After done various EDA and preprocessing, first we converted audio files to numeric data and tried to apply convolution model. Then we converted audio files to Mel Spectrograms as image form and applied different models and transfer learning models.
Model Implementation:
Best Model:
Model is 82% accurate which is best among all models.
Implementation of video :
Challenges
• As this project is not a stand-alone data science project, it required little to medium domain knowledge. Understanding Mfccs, Mel scale is very important for feature selection.
• Limitations include not using feature selection to reduce the dimensionality of our augmented CNN which may have improved learning performance.
• During deployment in Heroku and Azure, there were problems as some additional libraries needed to installed.
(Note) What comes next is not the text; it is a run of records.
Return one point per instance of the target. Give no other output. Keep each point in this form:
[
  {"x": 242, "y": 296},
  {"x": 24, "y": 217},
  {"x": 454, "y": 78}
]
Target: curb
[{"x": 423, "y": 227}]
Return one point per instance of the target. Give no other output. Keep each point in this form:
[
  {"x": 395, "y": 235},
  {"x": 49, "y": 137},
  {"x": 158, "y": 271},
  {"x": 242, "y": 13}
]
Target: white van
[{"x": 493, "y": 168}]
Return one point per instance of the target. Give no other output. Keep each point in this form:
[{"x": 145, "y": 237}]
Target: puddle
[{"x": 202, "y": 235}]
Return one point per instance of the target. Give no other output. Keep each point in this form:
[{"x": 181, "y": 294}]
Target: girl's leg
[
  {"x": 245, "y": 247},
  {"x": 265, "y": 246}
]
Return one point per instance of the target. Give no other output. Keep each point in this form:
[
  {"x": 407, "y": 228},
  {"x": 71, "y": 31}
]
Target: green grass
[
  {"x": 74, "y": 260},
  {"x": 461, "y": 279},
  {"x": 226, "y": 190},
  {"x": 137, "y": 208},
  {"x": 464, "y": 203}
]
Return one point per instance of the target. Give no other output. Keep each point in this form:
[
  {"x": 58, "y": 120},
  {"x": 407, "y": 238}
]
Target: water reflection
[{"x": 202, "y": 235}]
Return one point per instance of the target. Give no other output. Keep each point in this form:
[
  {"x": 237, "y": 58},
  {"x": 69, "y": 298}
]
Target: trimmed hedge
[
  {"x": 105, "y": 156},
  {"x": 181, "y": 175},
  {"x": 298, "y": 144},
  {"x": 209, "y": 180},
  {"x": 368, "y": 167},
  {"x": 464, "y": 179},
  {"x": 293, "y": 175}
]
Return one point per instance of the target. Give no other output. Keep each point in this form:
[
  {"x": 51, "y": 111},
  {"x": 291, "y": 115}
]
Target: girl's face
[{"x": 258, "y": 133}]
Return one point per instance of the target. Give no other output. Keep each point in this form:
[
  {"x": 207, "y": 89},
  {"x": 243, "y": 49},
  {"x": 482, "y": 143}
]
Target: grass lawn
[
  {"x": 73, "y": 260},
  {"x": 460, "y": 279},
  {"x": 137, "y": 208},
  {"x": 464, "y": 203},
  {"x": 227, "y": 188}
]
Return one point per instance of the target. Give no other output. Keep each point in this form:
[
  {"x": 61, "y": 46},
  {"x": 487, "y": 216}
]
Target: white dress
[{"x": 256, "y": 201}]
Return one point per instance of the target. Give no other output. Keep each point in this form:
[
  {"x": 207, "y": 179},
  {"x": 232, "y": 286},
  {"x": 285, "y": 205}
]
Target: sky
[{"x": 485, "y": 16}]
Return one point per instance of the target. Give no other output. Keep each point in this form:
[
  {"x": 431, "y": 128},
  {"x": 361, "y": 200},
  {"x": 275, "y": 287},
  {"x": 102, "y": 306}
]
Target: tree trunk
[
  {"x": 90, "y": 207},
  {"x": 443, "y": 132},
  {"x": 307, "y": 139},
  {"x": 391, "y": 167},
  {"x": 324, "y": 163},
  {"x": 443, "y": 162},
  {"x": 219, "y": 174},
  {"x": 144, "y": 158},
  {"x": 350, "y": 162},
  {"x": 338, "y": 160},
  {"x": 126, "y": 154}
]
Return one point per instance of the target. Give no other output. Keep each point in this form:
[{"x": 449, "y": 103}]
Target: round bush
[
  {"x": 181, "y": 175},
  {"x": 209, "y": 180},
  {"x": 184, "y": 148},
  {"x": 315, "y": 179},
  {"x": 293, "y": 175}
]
After installing these libraries , some of previous requirements had to be downgraded in order to be compatible with the installed ones, that’s why we deployed on GCP.
Conclusion
• VGG19 (fine tuning + augmentation) was giving the best accuracy score of 82% and solved the problems like overfitting to some extent.
• It's quite difficult to get the accuracy of more than 90% due to lack of data.
• To solve problems like over-fitting that we had seen in almost every model, we need more real time data.
• Noise Adding ,Pitching and Shifting for the imbalanced data was helping in achieving a better result.
• Computational cost was much high resulting in several runtime crashes but we’re able to get our best model for deployment.